DocketNumber: No. CV 94 0361071S
Judges: DeMAYO, STATE TRIAL REFEREE.
Filed Date: 7/20/1994
Status: Non-Precedential
Modified Date: 4/17/2021
The defendant objects to arbitration, arguing that the defendant's policy covers only vehicles owned by the dealer and under the policy terms the plaintiff is not an insured. The policy does contain an arbitration clause.

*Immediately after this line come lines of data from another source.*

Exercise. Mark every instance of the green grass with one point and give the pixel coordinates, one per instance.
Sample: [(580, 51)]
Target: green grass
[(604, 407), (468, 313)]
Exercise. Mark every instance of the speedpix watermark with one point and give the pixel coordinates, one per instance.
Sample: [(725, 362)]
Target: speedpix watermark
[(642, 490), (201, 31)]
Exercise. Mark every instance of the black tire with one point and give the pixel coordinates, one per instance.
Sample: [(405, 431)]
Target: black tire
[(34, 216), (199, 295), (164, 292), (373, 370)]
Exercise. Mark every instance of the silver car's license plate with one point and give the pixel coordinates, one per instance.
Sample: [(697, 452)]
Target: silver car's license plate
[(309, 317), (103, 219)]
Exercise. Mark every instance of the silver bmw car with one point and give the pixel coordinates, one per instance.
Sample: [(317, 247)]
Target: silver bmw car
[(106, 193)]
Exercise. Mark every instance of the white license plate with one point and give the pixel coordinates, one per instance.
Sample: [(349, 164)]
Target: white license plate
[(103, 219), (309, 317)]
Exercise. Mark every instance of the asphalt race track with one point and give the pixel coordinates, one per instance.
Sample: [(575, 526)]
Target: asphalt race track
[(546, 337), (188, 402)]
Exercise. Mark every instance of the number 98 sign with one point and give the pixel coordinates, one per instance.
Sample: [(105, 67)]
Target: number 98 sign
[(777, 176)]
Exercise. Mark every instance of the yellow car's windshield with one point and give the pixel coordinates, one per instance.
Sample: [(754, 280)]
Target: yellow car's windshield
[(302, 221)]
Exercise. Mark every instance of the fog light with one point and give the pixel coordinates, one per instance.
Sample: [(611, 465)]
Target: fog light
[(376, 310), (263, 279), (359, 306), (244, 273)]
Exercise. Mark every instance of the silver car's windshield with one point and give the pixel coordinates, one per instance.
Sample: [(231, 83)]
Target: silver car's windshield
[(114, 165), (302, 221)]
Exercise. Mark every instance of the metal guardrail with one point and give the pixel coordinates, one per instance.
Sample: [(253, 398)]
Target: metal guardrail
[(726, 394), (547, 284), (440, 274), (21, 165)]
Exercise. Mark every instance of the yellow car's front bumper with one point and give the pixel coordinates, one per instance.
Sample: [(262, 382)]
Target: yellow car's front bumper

The court is inclined to agree with the defendant and doubts the plaintiff is entitled to coverage under the defendant's policy. However, our Supreme Court has taken the position that where there is a binding arbitration clause, Sec. 38-175c requires the arbitration process. Gaudet v. Safeco Ins. Co.,
As in this case, the defendant Gaudet argued that the plaintiff was a "stranger to the contract" and therefore the issue of coverage was not subject to arbitration. Id., at 396. The court concluded:
". . . Were every third parry claimant seeking uninsured motorist coverage required to prove first that he ultimately would be entitled to receive the coverage sought in order to compel arbitration of his claim, he would have little left to arbitrate. Such a circular approach to § 38-175c frustrates the legislative intent to CT Page 6962 vest primary jurisdiction of coverage issues in the arbitrator in order ``to avoid the institutional difficulty perceived by the court in Frager [v. Pennsylvania General Ins. Co.,
155 Conn. 270 ,231 A.2d 531 (1967)], namely, clogging the courts with piecemeal litigation, and leveling the procedural playing field by guarding against the possibility of insurers unfairly using their superior economic resources to delay the final resolution of claims by their insureds.' Chmielewski v. Aetna Casualty Surety Co., supra, 658."
Id., at 398.
The defendant's objection is overruled and the defendant is ordered to proceed with arbitration of the plaintiff's claim.